I was lucky to spend some quality time with my grandfather. He drew me our family tree (apparently, we Jeongs are 32nd generation of descendants of the king of the Koryo dynasty).
But besides finding out that I'm basically a royal princess, I learned the story of how my grandfather learned of God's love for him, and his journey to surrendering his life to Jesus. It's because of the context of hardship of my grandfather's time as a youngster that he found the good news of the Father's love for him. This is a recording of him telling the story (in Korean, unfortunately).
And this here precious clip is a video of my maternal grandmother singing in the car to avoid focusing on her impending motion sickness.
Both my grandfather and grandmother (on mom's side) were the first in their families to know Jesus. In many ways, the events in their lives have dramatically shaped my life and where I am going.
It's an extreme blessing to have had the time and capacity to spend time with my precious grandparents on the other side of the globe while working a full time job.

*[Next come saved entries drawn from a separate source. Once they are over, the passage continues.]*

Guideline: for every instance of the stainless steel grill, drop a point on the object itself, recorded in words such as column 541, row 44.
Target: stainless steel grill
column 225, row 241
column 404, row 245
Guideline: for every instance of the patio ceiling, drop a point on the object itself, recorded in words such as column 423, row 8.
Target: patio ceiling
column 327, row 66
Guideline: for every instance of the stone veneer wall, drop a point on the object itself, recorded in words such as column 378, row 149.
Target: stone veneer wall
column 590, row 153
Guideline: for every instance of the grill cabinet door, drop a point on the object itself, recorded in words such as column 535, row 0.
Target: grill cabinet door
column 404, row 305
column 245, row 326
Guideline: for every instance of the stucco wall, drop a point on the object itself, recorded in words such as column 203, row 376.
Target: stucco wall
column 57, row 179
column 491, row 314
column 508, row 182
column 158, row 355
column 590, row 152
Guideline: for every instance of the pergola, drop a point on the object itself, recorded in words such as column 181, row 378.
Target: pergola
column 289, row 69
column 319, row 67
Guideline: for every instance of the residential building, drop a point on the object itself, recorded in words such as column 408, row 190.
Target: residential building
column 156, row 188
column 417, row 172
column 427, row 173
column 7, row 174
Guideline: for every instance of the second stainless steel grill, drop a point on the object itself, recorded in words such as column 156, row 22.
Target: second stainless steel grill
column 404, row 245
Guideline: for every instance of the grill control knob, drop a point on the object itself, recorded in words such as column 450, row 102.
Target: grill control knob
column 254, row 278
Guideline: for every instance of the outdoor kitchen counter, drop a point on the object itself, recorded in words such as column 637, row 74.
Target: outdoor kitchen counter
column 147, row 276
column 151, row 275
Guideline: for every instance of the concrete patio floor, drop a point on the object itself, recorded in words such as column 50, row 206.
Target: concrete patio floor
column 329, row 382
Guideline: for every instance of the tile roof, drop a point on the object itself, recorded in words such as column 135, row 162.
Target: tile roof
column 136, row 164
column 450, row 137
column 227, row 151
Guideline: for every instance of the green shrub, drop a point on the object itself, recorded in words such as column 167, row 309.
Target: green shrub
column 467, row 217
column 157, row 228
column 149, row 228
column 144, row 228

Where they have been looks so so (sooooo) different from where I am going. But it has never been more clear that the strong hand of God has and will lead us through to the end, generation to generation.
We are each but vapor in the wind.
Each of us will come, age, become irrelevant and go. But while we are here, the way we focus on the things that last will make our time here so so rich. While I'm here and while I'm young, my deep hope is to see always with an eternal perspective, and come before Jesus in the end having been joyfully faithful to him and his cause for our world.